The Electron transport system makes energy efficiently, but dangerously, because if it is overloaded or backed up, it produces an excess of free radicals that require the system to adjust. The system adjusts by shifting its metabolic pathways (inefficient, but safe). Glycolysis, which is the most ancient form of energy production, is used.
In contrast, cells get their energy by burning fat, also known as the autophagy or beta oxidation. Under these conditions, the cells are recycling their damaged components. In fact, the components that were typically damaged when energy was being produced efficiently via the electron transport system. Undifferentiated cells are not doing very much and hence can get away with inefficient energy production. Embryonic stem cells burn fat and hence safely produce energy, which they are doing in a minimalist fashion because they’re basically hanging out, waiting to do something. Cells undergoing the E.M.T. Transition have started to make energy more efficiently and therefore are more able to carry out differentiated functions. They balance between using an electron transport system, but significantly get their energy from aerobic glycolysis as well as glutamine analysis.
Cells that have made the transition are now mobile, and can seek out the happy home where they can differentiate to perform their essential functions. Differentiated cells prefer to make energy efficiently. However, any impairment in the flow can typically result in the reduction of increased levels of free radicals, which have the ability to damage all cellular constituents.

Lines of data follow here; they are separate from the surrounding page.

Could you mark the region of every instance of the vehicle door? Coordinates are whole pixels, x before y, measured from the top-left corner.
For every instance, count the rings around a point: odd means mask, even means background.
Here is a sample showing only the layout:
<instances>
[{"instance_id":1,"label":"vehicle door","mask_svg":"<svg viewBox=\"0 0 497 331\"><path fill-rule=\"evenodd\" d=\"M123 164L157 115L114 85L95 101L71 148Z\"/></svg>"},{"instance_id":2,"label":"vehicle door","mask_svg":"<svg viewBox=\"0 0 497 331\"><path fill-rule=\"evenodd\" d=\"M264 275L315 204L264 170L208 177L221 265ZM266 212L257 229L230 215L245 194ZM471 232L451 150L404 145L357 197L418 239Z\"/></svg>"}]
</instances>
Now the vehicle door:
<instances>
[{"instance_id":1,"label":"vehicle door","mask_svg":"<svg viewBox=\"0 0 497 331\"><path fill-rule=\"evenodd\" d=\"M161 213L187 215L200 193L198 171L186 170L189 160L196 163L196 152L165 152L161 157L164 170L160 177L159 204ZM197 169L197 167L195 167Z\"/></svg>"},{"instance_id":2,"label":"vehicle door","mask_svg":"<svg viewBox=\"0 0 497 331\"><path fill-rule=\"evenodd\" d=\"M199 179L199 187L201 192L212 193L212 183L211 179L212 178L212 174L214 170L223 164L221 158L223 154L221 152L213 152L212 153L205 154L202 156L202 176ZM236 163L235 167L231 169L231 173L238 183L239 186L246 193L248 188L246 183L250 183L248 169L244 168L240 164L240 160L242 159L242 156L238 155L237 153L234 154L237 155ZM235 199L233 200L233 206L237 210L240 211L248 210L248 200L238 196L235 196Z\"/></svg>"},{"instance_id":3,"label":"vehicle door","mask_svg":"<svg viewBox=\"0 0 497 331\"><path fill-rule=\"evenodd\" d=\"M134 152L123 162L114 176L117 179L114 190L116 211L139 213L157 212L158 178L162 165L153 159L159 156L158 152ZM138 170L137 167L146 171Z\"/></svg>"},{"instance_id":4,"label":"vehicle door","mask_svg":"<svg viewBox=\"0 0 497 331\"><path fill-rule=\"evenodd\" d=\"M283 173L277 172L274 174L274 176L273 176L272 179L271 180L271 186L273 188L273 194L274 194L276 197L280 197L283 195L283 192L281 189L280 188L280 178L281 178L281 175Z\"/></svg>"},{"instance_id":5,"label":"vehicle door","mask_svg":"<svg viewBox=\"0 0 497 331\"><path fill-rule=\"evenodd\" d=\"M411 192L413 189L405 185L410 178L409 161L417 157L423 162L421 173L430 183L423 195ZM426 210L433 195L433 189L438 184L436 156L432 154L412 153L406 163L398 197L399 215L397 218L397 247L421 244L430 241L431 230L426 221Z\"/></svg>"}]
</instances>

All living entities are constantly producing free radicals that must be kept in an appropriate balance. They’re important signaling agents so they tell the cells how to adapt. However, when an excess is produced, cells can be trapped in inappropriate metabolic states with the associated excess free radical production that ultimately leads to the genetic changes that satisfy the survival needs of a cell that’s under stress. Cancer cells are under constant metabolic stress and hence they choose the pathways that minimize excess free radical production, which includes glycolysis.
However, ultimately, if a cell is continuously stressed, it may select for the ability to burn fat. Under which conditions the cell basically isolates itself from its environment and focuses on survival, which it does by repairing the damages that were caused by burning energy efficiently. The de-differentiated cancer cells that are burning fat do not amplify imbalances in the same way that a carbohydrate metabolizing cell could, in other words, apoptosis, this is not induced. Hence, it’s very difficult to kill these cells, and extra means are necessary to overload them with free radicals. So in addition to metabolic manipulation, intravenous treatment with high doses of vitamin C, which interacts with iron in the blood via a well-known reaction produces hydroxyl radicals, which might then help overload the cell, which can typically cause these resistant cancer cells to die via necrosis as opposed to apoptosis.